A balance bike helps children learn balance and steering. It has no pedals or drivetrain. The idea behind a balance bike such as the Strider is that children learn balance first before moving on to pedals.

For the bike to work properly the child must be able to walk the bike while sitting on the seat comfortably. Which was an issue for us when we were looking for a bike for our daughter Bean as she was not quite 2 yet and would not fit on a 12" frame which at that time was all that was available where we live. After driving all over town looking we ended up purchasing a Strider from a woman selling them from her home. The reason we chose the Strider was that the seat and handle bars move to accommodate a growing child and it has an 11" frame which worked for Bean. We have since learned you can buy different brands in 10" or 12" but most don't allow for growth. Here is Bean on her very first ride.

 

Bean started off by walking while sitting on her bike, as she grew more comfortable she started to run on it and eventually she would run and then lift her feet, resting them on the bike gliding. By the times she was 2.5 years old she was fast and comfortable. Before her third birthday she could probably have moved up to a pedal bike but as it was going into fall we held off until this spring.

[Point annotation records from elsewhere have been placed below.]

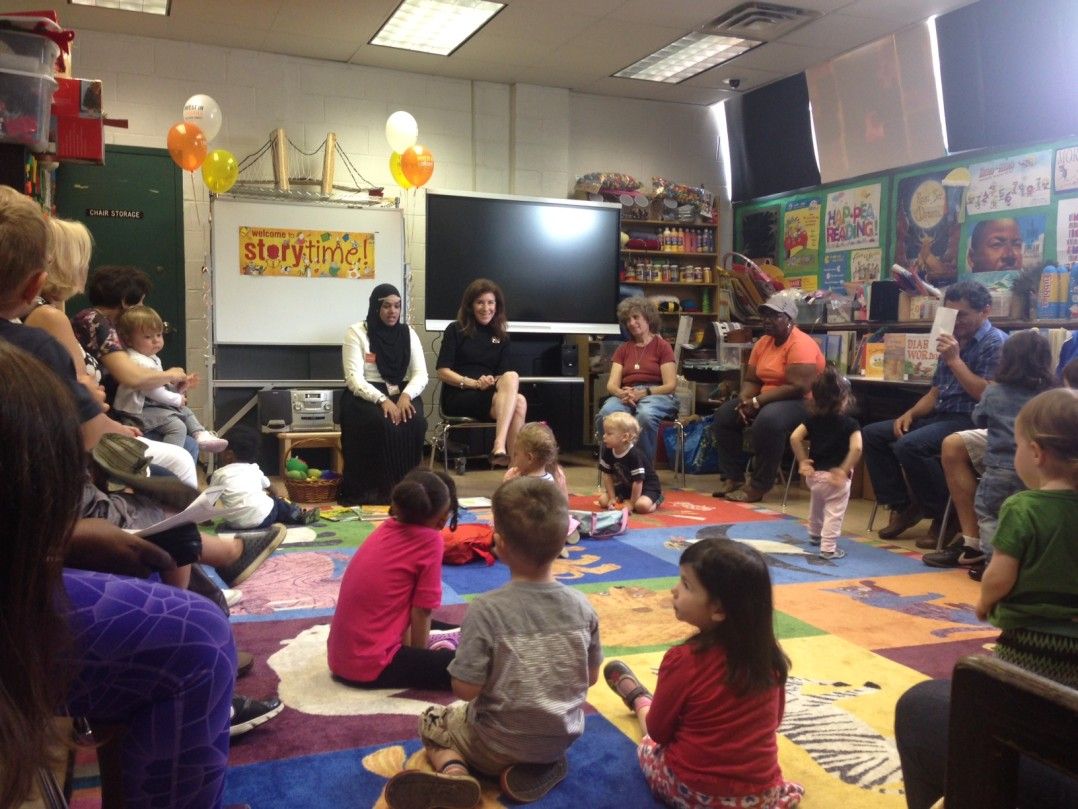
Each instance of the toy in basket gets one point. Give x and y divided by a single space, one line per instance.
307 484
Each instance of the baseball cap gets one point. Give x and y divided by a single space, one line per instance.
783 303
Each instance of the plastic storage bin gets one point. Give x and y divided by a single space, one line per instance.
29 53
26 99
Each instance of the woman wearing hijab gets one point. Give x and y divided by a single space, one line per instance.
382 421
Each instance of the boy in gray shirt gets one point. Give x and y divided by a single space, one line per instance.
528 653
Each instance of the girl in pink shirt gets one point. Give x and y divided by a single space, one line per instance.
381 629
709 729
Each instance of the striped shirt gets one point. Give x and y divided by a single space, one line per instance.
530 645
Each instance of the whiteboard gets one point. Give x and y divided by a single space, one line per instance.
296 310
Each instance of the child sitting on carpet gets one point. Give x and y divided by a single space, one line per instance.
535 455
1030 590
709 730
528 652
627 474
245 488
834 447
163 413
378 636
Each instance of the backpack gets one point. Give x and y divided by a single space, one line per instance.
602 524
467 543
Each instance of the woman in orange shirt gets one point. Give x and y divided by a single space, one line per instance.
781 370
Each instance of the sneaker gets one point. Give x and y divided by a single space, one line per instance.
248 713
258 545
956 554
210 442
447 639
527 782
901 520
422 790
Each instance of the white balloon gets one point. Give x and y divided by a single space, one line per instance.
205 113
401 131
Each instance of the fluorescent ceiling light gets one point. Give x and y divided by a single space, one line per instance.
692 54
146 7
434 26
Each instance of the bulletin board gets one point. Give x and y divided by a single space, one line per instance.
289 273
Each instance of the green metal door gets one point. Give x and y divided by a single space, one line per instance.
134 206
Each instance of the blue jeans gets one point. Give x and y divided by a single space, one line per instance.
770 437
649 411
917 454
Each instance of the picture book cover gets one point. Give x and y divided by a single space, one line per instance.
921 357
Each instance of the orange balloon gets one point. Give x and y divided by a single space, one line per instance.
187 146
417 164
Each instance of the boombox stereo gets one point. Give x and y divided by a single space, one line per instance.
300 410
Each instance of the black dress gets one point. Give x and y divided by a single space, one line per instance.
473 356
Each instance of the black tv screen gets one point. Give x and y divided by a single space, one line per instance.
555 260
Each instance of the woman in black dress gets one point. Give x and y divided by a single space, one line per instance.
472 365
382 421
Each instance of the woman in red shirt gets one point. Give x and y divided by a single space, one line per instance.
709 730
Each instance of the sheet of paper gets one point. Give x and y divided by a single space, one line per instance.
943 324
203 508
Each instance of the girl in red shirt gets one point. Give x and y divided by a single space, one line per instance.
381 630
709 729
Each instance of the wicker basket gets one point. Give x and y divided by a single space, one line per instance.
312 491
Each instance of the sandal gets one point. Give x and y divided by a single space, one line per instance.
745 495
613 672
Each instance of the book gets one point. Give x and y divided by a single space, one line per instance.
921 357
894 357
873 360
373 513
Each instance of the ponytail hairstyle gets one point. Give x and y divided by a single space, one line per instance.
735 577
423 495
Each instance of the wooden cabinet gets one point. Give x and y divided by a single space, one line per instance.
682 269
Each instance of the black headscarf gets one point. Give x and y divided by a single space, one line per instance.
390 344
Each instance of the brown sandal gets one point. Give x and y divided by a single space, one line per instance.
616 671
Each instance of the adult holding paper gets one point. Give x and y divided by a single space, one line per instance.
911 443
781 371
643 373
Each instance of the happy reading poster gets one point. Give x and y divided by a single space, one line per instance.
927 229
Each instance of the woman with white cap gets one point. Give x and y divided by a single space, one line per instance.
784 364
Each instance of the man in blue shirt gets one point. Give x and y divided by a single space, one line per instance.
911 443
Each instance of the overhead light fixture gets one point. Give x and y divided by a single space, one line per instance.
144 7
692 54
434 26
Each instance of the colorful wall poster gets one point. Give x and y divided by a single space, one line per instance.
853 218
1008 243
759 234
927 228
1066 169
866 264
801 236
284 251
1066 231
833 273
1008 183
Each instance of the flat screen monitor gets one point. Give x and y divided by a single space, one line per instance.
555 260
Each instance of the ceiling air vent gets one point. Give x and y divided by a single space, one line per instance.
759 21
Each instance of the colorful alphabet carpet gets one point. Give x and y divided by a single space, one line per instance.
859 631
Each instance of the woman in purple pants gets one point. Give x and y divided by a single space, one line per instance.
153 659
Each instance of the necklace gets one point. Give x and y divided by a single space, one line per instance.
639 354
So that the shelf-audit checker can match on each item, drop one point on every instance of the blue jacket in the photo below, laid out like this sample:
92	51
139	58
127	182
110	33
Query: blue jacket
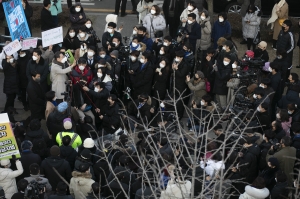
220	30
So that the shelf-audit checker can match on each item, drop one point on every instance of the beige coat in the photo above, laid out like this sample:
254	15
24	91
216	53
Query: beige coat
283	13
58	78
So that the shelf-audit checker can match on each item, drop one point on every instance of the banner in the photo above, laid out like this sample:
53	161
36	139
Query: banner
12	47
16	20
8	144
70	56
52	36
29	43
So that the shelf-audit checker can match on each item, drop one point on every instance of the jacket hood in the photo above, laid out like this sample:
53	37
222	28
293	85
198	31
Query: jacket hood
257	193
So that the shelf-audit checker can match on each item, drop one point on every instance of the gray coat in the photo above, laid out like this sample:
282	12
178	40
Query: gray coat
205	41
250	29
245	4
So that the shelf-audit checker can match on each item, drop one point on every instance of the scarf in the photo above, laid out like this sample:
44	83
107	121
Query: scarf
274	15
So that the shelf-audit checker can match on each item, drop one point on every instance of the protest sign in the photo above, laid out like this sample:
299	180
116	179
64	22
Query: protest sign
8	144
52	36
16	19
70	56
29	43
12	47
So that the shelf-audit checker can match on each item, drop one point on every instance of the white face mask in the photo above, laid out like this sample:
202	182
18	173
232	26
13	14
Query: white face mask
133	58
99	75
225	63
64	60
109	30
23	55
72	34
134	44
81	67
90	53
82	34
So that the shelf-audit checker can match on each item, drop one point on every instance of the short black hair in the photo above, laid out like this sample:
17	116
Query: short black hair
34	169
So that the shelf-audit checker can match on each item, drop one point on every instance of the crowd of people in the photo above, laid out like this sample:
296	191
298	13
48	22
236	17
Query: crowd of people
113	113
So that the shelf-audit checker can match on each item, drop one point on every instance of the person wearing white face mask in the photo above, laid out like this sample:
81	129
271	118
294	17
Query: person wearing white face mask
191	8
77	16
154	21
222	73
58	75
221	28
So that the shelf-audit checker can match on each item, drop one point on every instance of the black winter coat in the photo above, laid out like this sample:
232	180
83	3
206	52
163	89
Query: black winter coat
69	154
42	68
11	79
36	99
61	166
143	80
46	22
221	79
22	69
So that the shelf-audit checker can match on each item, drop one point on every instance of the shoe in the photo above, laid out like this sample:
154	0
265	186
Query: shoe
243	42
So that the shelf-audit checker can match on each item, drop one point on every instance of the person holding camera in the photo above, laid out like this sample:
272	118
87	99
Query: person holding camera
283	152
58	75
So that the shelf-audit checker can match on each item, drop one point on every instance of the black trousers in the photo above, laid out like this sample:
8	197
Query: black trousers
10	101
123	6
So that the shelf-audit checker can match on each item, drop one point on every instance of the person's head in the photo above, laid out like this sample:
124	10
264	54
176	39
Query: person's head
287	25
258	93
62	188
22	185
273	162
218	129
258	183
191	18
222	17
36	76
47	4
35	125
265	83
111	27
81	63
262	45
134	55
179	56
155	10
88	23
36	55
206	100
34	169
112	99
283	115
293	78
145	57
60	57
167	40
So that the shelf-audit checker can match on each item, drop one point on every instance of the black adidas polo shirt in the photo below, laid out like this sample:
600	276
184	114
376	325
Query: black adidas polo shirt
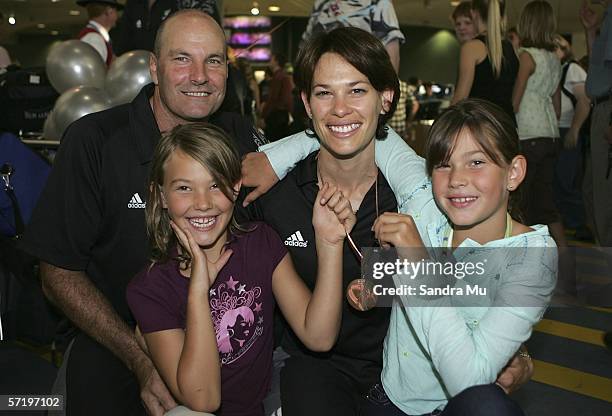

Bean started off this year on her strider and started to race in BMX.

This month we ordered her a pedal bike (an amazing bike by the Canadian  company Spawn Cycles). We took her out on her new bike helping her for about 20min on the way to the park. Once at the park we let go of the back seat and she was off. She spent the better part of the day riding circles around us. The next evening she was on the BMX track with it. 

 I'm positive that her quick transition to the pedal bike was because of her ability to balance and her confidence that she gained through using the Strider. I have nannied in the past where kids have used training wheels and it took years and bike camps to be able to remove the training wheels.